Unfortunately, the game looses some of its interaction when dealing with NPCs. When you engage in conversation with someone, the game takes over and you sit back to watch. There are no answer choices. The NPC talks, Rynn responds, you are essentially an unnecessary bystander. Additionally, if you rescue an NPC, by opening a prison door for instance, they will thank you for their freedom, but apparently were not overly excited about it as, if you pass by again some time later, they are still standing there.
Also on the down side, Rynn or an enemy she is fighting will periodically become stuck in some invisible barriers that should, by all appearances, be navigable areas. This can also be frustrating if you go to hide in one of these apparently open areas and get killed when you discover too late that it is not so open. I had one monster, upon his death, become suspended mid-fall, although some parts of his body did appear on the ground below him.
This is the one area where Drakan falls a bit short, but ultimately, you won't be playing this game for the graphics. The scenery is nice, though the graphics tend to be a bit angular and not overly refined. One of the places you are continuously reminded of this is with the poor design and movement of Arokh's jaw when he speaks.

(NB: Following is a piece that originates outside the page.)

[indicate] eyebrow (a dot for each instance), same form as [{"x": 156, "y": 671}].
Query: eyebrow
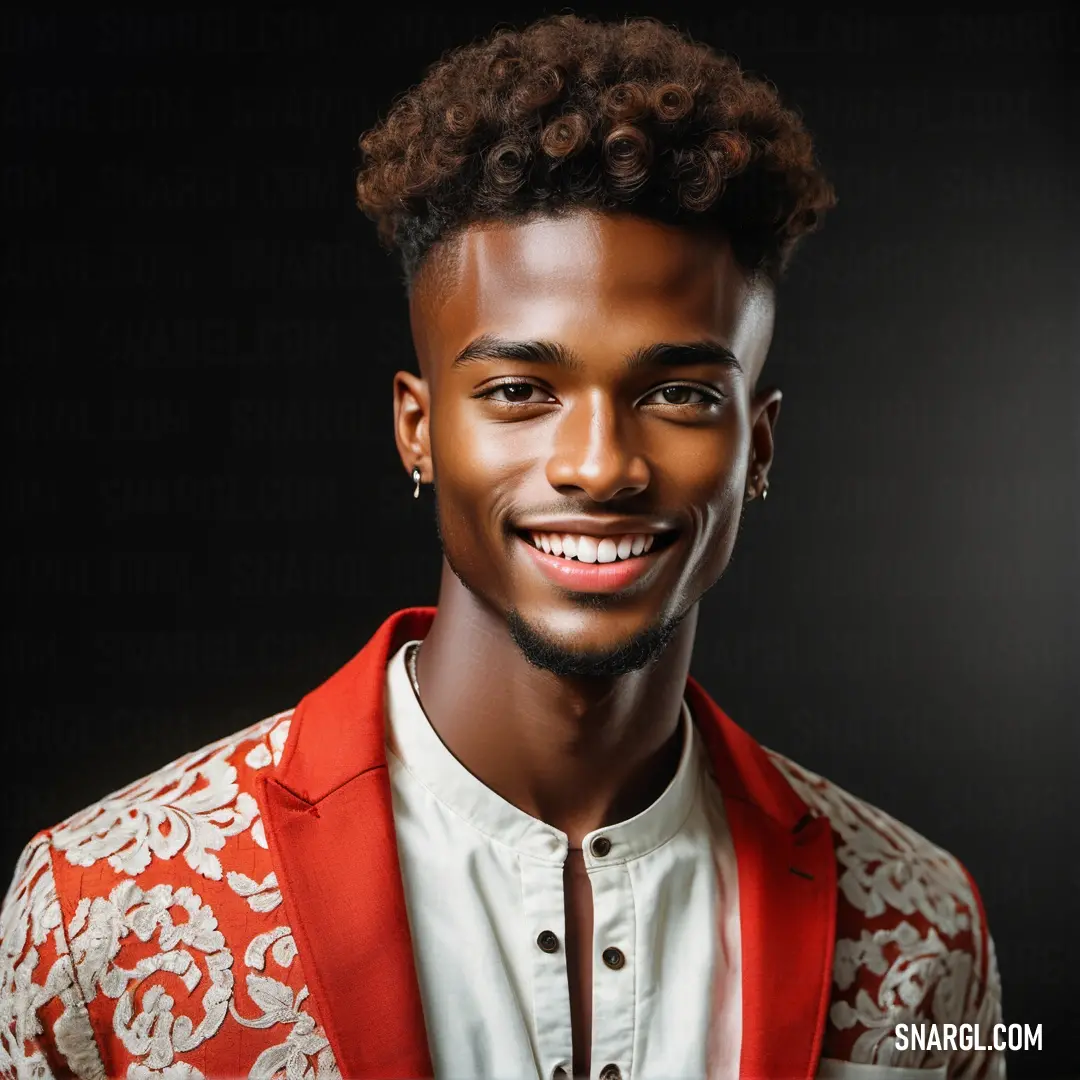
[{"x": 660, "y": 354}]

Low level NPCs tend to all look generally alike. It feels a bit repetitive when you rescue one man's daughter in a dungeon and she looks identical to another man's wife whom you rescue a short time later. Perhaps it is just a small town, but a bit more variety in the appearance of people you will be interacting with would be welcome. On the other hand, the more critical NPCs tend to have more original, detailed appearances, and make up, to some degree, for the lack in the others.

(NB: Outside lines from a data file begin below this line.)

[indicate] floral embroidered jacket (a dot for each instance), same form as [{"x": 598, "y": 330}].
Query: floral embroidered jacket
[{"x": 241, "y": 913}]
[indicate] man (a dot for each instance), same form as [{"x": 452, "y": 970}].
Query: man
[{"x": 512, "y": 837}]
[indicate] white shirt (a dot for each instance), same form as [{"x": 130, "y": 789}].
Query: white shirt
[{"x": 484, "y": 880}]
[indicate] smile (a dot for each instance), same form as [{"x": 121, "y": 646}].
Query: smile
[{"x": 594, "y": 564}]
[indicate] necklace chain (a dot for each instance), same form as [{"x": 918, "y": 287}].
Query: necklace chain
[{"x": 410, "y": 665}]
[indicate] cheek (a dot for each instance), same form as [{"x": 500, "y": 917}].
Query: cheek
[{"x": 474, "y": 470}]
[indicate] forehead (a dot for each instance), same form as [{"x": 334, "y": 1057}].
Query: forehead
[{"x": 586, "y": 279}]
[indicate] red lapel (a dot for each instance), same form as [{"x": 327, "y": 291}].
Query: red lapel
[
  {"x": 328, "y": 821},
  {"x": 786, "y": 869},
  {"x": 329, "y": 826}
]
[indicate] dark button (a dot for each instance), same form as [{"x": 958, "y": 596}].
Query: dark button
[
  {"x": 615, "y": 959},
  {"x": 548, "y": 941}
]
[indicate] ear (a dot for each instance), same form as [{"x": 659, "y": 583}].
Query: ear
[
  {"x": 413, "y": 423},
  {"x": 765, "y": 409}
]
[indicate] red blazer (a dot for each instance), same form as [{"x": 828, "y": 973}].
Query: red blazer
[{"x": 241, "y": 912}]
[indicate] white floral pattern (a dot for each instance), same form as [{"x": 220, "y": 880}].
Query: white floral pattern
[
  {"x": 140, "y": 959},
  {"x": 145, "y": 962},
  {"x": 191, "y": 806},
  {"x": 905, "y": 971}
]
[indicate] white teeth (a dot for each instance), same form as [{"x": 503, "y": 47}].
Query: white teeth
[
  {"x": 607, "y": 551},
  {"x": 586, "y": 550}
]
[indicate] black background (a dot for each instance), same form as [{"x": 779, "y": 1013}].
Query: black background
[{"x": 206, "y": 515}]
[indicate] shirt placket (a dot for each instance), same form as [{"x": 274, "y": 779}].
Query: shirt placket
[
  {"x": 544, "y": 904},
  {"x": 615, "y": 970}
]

All around the audio does not really stand out, which is fine with me. The mood is enhanced by subdued music that is almost inaudible in some dungeons, therefore, not annoying or distracting. When Rynn is moving around, the sound of her footsteps changes with the terrain. The general sounds of background details such as fire and water are nicely done and add good atmosphere to the game. Over all most of the voice acting is convincing, especially on the more key characters.
Room for Improvement
Drakan is a great game with an interesting storyline and many wonderful features that will captivate you for hours of gameplay. However, this game suffers from several unnecessary flaws. With a little more time focused on graphic details and the prevention of issues such as getting stuck in the scenery, the game could have truly excelled. On a lesser note and mentionable only for the lack of creativity it denotes, the main character, Rynn, bears a striking resemblance in appearance, attitude and voice to the renowned Laura Croft of the extremely popular Tomb Raider series.
There are two areas of this game that are worth mentioning again. The first of these is the delightful ability to ride and control Arokh in flight. The second of these is an excellent real time combat system enhanced even more by a notably cunning AI.
All told, Drakan is a game that bridges the gap between Fantasy Adventure and RPG in such a way that fans of both genres will be able to enjoy. I strongly recommend this for fantasy fans of any genre and feel it is safe to say that the positives far outweigh the negatives in this wonderful and genuinely absorbing game. Take the time to play this game and stretch your dragon's wings.